Le chamanisme et la possession n'appartiennent pas plus au passé qu'ils ne sont circonscrits à des groupes culturels exclus de la modernité. On s'aperçoit que ces cultes sont au contraire des phénomènes universels, en pleine expansion et capables de se projeter dans la modernité la plus pointue. Ils mettent en oeuvre une pensée symbolique d'une plasticité et d'une inventivité étonnantes. B. Hell montre que leur succès tient notamment à leur fonction thérapeutique, à leur capacité à répondre efficacement à la question du malheur et du désordre.

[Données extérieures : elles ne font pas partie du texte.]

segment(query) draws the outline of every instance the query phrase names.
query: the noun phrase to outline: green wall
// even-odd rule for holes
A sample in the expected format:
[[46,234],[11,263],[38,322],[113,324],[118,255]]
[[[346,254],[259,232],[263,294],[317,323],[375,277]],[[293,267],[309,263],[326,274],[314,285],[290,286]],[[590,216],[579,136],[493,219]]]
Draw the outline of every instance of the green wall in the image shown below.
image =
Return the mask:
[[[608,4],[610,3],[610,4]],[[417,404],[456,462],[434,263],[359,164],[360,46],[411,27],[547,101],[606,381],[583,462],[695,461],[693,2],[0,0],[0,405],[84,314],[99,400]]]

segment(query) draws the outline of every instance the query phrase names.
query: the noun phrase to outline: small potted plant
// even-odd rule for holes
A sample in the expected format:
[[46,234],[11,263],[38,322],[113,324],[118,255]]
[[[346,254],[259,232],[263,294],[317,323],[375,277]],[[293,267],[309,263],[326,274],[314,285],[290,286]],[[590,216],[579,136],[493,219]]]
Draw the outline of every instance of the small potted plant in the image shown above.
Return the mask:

Sciences Humaines : Dans quelle mesure peut-on parler d'un renouveau du chamanisme et de la possession, d'une « modernité » de ces cultes ?

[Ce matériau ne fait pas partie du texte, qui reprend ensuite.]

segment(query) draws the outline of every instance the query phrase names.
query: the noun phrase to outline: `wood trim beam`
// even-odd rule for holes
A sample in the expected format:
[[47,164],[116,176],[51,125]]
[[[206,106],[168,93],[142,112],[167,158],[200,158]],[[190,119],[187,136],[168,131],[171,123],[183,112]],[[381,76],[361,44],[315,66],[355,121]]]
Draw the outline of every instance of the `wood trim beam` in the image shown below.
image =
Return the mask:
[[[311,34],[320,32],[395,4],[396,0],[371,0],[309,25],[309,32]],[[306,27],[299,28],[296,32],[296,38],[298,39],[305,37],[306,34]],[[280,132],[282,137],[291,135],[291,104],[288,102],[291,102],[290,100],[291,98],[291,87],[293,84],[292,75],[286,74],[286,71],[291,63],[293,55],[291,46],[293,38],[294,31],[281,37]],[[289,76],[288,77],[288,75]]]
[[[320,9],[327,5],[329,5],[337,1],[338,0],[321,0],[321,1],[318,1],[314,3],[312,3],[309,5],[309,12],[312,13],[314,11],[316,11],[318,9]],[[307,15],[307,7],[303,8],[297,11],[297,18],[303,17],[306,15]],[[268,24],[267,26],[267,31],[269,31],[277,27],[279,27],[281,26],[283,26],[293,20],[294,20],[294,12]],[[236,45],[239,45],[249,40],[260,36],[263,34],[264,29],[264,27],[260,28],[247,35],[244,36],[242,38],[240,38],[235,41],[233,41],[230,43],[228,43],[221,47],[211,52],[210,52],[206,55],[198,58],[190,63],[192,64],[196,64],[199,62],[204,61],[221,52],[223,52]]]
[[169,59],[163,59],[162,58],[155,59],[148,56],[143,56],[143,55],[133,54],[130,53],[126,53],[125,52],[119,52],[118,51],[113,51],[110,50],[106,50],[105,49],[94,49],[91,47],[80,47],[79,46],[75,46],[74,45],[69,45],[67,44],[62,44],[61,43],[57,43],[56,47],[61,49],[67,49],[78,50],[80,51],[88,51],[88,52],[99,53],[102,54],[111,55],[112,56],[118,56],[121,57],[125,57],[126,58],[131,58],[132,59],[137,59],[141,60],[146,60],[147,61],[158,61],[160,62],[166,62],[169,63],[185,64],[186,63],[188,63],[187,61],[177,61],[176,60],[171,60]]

Bertrand Hell : Depuis ces quinze dernières années, que ce soit en Amérique latine, en Afrique, au Kazakhstan, au Tadjikistan, en Corée, au Laos, etc., on s'aperçoit que ces cultes ont réellement explosé et se sont ouverts. On est confronté à ce que André Mary appelle le « bricolage syncrétique ». Des systèmes parfaitement cohérents et d'apparence « traditionnelle », mais qui sont en fait complètement bricolés, se mettent en place. Ainsi, le chamanisme d'origine amazonienne, qui a ses lettres de noblesse avec les plantes hallucinogènes comme l'ayahuasca, est transposé dans des milieux totalement différents comme les grands centres urbains de Bogota, de Lima, etc. Des chamans traditionnels venus d'Amazonie construisent des rituels urbains qui drainent des foules d'Indiens, de métis, de gens de milieu bourgeois. Les rituels sont à l'évidence un amalgame de symboles et de techniques qui paraissent hétérogènes, mais cette hétérogénéité n'existe que dans les yeux de l'ethnologue ou de l'historien. Pour les clients, et ils sont de plus en plus nombreux, c'est un système de pensée cohérent, en tout cas qui suscite l'adhésion collective. Dans cette explosion de la modernité, ce renouveau du chamanisme est donc une interrogation posée à l'ethnologue quant à l'efficacité symbolique de ces cultes. Le dénominateur commun entre la possession et le chamanisme à l'heure actuelle réside à mon avis dans la capacité à répondre concrètement, à partir d'une référence à l'action des esprits, à l'irruption du malheur, de l'aléatoire. Le chamanisme et la possession sont d'abord un discours indigène sur le désordre. Face au désordre, l'homme n'a qu'un recours, c'est la parole. Elle est étayée par un certain nombre de rites, de techniques diverses. Mais ces techniques, quelque part, sont secondaires. Ce qui donne un sens à la pratique, c'est la parole qui l'accompagne, en l'occurrence un discours sur l'infortune et une négociation avec l'invisible.
Les sociétés de chasseurs-cueilleurs, pour qui le chamanisme traditionnel était le système de référence, connaissaient une forme presque absolue de l'aléatoire : celui du gibier qui migre, des récoltes incertaines... Mais même dans les sociétés modernes protégées, on n'échappe pas à l'aléatoire : la maladie ou la catastrophe s'abattent, les destins individuels sont tragiques... La conscience du désordre semble quelque chose de commun à l'humanité. Je ne pense pas qu'on puisse dire que ce soit une catégorie ethnocentrique.